# divers?



## carp_killer (Nov 24, 2006)

im completely new to diver hunting but finally got a boat so want to hunt them next year. decoy numbers?species?floater mojo? should i set puddlers or geese off to the side or just leave them at home? i havent bought any decoys yet but am willing to spend what i need to to get a GOOD spread my idea was 2dz bluebill 1dz ringneck 6 cans 6 buffs floater mojo bluebill. what are your thoughts on this?


----------



## WingedShooter7 (Oct 28, 2005)

Check out the GHG Diver combo packs it comes with 4 bluebills and 2 ringnecks, I added 6 just to mix it up a little and have some better visibility with the white on the drakes. Other than that I know nothing about Diver hunting.


----------



## proagr465 (Nov 18, 2006)

Hunted divers a lot here. You have enough decoys there but may want to add some more bluebills. I have owned about every kind of diver decoy they make and I am really fond of either G&H scaup and cans rigged individually or carrylite bluebills rigged on a line because they are so light-weight. We always use about 100 decoys or so rigged up on 15 decoy lines and a few dozen individual rigged to throw around the boat.

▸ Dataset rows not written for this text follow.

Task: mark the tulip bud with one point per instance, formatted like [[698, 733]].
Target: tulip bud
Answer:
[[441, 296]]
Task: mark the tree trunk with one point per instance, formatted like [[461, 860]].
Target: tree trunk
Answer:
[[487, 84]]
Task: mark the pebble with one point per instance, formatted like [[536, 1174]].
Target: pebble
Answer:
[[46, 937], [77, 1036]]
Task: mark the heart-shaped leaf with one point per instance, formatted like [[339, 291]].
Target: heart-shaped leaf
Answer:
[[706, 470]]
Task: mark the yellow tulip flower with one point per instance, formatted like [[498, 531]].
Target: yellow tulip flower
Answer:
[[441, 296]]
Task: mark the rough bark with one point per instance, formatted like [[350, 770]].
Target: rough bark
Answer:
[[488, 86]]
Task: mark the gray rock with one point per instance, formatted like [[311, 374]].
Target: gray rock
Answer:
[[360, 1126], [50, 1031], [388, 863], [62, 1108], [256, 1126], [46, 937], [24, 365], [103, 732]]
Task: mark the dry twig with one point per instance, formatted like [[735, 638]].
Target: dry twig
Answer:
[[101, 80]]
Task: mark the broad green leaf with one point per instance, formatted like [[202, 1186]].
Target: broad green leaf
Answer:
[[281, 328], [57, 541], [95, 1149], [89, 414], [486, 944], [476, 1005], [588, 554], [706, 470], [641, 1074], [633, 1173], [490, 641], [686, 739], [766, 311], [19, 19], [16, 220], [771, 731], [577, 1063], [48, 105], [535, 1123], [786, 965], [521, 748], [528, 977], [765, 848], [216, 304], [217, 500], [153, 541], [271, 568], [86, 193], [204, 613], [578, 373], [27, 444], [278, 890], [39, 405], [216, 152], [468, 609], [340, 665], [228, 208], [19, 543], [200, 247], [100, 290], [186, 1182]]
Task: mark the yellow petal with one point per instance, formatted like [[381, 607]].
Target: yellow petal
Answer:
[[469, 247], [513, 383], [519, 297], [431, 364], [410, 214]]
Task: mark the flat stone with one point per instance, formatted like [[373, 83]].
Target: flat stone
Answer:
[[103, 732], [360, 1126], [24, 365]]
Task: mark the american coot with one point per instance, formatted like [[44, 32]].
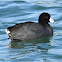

Put a long bulky line of divers down wind of your boat and direct the line to a decoy mass around your boat. Hard to explain but that gives the divers a line of guidance so they can follow right into your shooting lanes. Once divers are interested in your spread they will make a long turn and fly right up the down wind side of your decoys and they will be hauling a**. Awesome shooting, you will enjoy it. Just make sure you are good with in flight ID because of the strict Can and scaup regulations.


----------



## huntinND (May 1, 2008)

A lot of times you don't need a ton of decoys depending on how visible your spread is and the size of the water. That spread should be fine for most situations. I would consider some larger magnum decoys in bluebill, redhed or canvasback, they really stick out good. A half dozen goose floaters to the side works well if you have them. Sometimes I mix in a bunch of coot decoys since you always find them around divers. It adds to the spread and mixes it up a bit. Are you going to build a blind out of your boat or hunt off of points?


----------



## Madison (Mar 1, 2002)

huntinND said:


> I would consider some larger magnum decoys in bluebill, redhed or canvasback, they really stick out good. ?


To add some confidence to your spread, consider adding a couple snow goose decoys or a swan decoy.. Divers seem to be attracted to white objects.


----------



## carp_killer (Nov 24, 2006)

a snow in mn? might alarm them more then lure them in or dont you think it will scare them.


----------



## Madison (Mar 1, 2002)

How about a swan rather than the snow???

I grew up hunting LOTW and Cass, so I know that it works... :wink:


----------



## PJ (Oct 1, 2002)

trapper_2 said:


> a snow in mn? might alarm them more then lure them in or dont you think it will scare them.


A big white bird will never alarm waterfowl. :2cents:


----------



## carp_killer (Nov 24, 2006)

well i guess im going to pick up a 4 pack of snow dekes then. can i just mix them right in with the rest of the divers? is there a special way i need to set the dif species up in? all these dekes will be GHG so the cans and buffs will be oversized everyhing else life sized. thought about buying some hot buys and painting them all black to look like coots and not have much $ into them as well. im not going to build a blind on my boat just hide it well in the weeds/shoreline structure. then if i want to set up any of my canadas mallards pintail or teal i should set them up off to the side?


----------



## huntinND (May 1, 2008)

It looks more natural to me if you set your puddlers close to shore and divers out in front. The goose decoys could be put off to either side or out along your line running downwind. You want to pull them in off the main water so make your spread visible. There is no set way, just experiment and adjust the decoys to what the birds want. Hunt points that stick out into the main lake, or islands that you see birds cruising by or landing near. If you really get into it layout boats are the shiz for divers.


----------



## snow (Dec 7, 2007)

HERE IS AN INTERESTING STORY about divers;

From Mn outdoor news~

Researchers satillite implanted two hen scaup in ND last summer,on 11/04/08 they left Devils Lake,81hours they landed in Cuba 

Man,thats haulin.

FYI


----------



## Aythya (Oct 23, 2004)

I generally use J set with 12-18 cans on a long line as the shank of the J. I set 18-30 puddle ducks in the hook and about 12 bluebills at the tip of the hook. Off to the side of the hook I set 6-12 floating Canada goose decoys and 2-6 swan decoys. The swan decoys are really excellent confidence decoys and if you hunt in an area where swans are legal as I do, it also works great for swans.

This set is large by ND standards but when I lived in northern MN years ago we would regularly use many more decoys. But you can be very successful on divers with much smaller set ups. Six cans or bills on a long line, 6-12 puddle ducks will work just fine too.

On other tip. I put 4-6 bufflehead decoys on the outside of the cans. This seems to keep birds from landing on the outside of the J and headed into the hook.


----------